Une grâce présidentielle pour désengorger les prisons
À la veille du Nouvel An 2026, le président togolais Faure Gnassingbé a accordé une grâce présidentielle à 1 511 détenus, dans le cadre des traditionnelles mesures de fin d’année. Cette décision vise principalement à désengorger les établissements pénitentiaires du pays, régulièrement critiqués pour leur surpopulation.
Selon les autorités, la grâce concerne essentiellement des personnes condamnées pour des délits mineurs, des détenus âgés en fin de peine, des condamnés souffrant de maladies graves, ainsi que des personnes purgeant de longues peines et ayant déjà accompli une part significative de leur condamnation.

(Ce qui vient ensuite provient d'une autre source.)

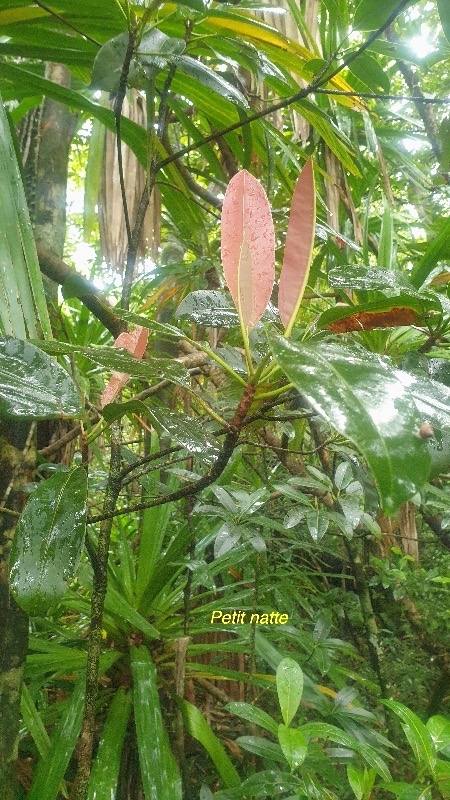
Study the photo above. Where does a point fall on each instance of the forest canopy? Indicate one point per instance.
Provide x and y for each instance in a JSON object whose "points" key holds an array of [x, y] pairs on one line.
{"points": [[224, 400]]}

Cette mesure s’inscrit dans le discours de vœux à la Nation du chef de l’État, au cours duquel il a rappelé ses priorités pour l’année 2026, axées sur la protection, le rassemblement et la transformation du peuple togolais.

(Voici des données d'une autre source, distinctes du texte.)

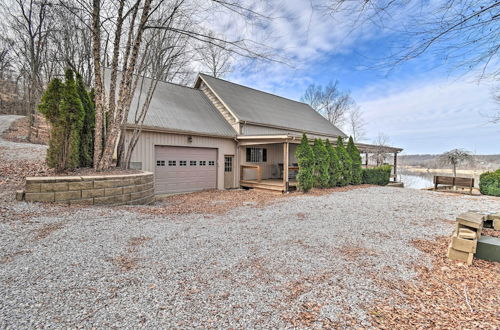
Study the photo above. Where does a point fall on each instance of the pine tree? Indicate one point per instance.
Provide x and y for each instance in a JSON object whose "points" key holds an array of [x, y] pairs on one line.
{"points": [[87, 131], [345, 163], [333, 165], [305, 159], [49, 107], [321, 164], [356, 169]]}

La libération d’un ressortissant français
Parallèlement à cette grâce collective, un cas particulier a retenu l’attention internationale. Le 1er janvier 2026, le ministère français des Affaires étrangères (Quai d’Orsay) a annoncé la libération de Steeve Rouyar, un ressortissant français détenu au Togo depuis juin 2025.
Arrêté en marge d’une manifestation, il était poursuivi notamment pour « atteinte à la sûreté de l’État ». Après environ huit mois de détention, il a pu regagner la France, mettant fin à une affaire suivie de près par les autorités françaises et les organisations de défense des droits humains.

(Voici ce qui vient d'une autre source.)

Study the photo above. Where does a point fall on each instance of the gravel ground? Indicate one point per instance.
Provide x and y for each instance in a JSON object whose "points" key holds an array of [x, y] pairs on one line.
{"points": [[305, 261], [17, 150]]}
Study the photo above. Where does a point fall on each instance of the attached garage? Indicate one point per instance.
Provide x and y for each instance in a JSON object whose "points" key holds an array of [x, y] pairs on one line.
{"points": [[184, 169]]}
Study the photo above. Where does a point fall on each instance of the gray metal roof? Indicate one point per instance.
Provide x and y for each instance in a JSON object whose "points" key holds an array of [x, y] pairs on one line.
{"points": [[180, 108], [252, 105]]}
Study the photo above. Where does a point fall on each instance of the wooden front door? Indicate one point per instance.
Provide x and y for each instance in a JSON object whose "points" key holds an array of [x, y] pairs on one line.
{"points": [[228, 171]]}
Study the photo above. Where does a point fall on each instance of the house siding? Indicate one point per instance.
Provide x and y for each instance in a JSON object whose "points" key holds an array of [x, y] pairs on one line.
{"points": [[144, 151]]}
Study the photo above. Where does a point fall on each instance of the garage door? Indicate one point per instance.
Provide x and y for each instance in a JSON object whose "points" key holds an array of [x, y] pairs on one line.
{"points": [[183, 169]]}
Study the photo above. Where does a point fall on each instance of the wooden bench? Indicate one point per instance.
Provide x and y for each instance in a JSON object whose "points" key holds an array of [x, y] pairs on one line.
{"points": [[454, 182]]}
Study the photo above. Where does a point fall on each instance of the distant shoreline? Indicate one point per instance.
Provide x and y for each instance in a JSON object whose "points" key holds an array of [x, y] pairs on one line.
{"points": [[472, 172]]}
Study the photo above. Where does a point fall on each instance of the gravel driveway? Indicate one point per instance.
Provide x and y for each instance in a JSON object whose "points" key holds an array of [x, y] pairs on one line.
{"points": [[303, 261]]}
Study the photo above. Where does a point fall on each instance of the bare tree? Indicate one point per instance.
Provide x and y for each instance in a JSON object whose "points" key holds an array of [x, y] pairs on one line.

Des revendications toujours présentes
Malgré ces libérations, la question des prisonniers politiques demeure un sujet sensible au Togo. L’opposition et plusieurs organisations de la société civile continuent de réclamer la libération de dizaines de militants et d’opposants arrêtés lors de manifestations antérieures, notamment en 2024 et 2025.
Ces acteurs estiment que la grâce présidentielle, bien que significative, ne répond que partiellement aux revendications liées aux libertés publiques et au climat politique, appelant à des mesures plus larges en faveur de l’apaisement et du dialogue national.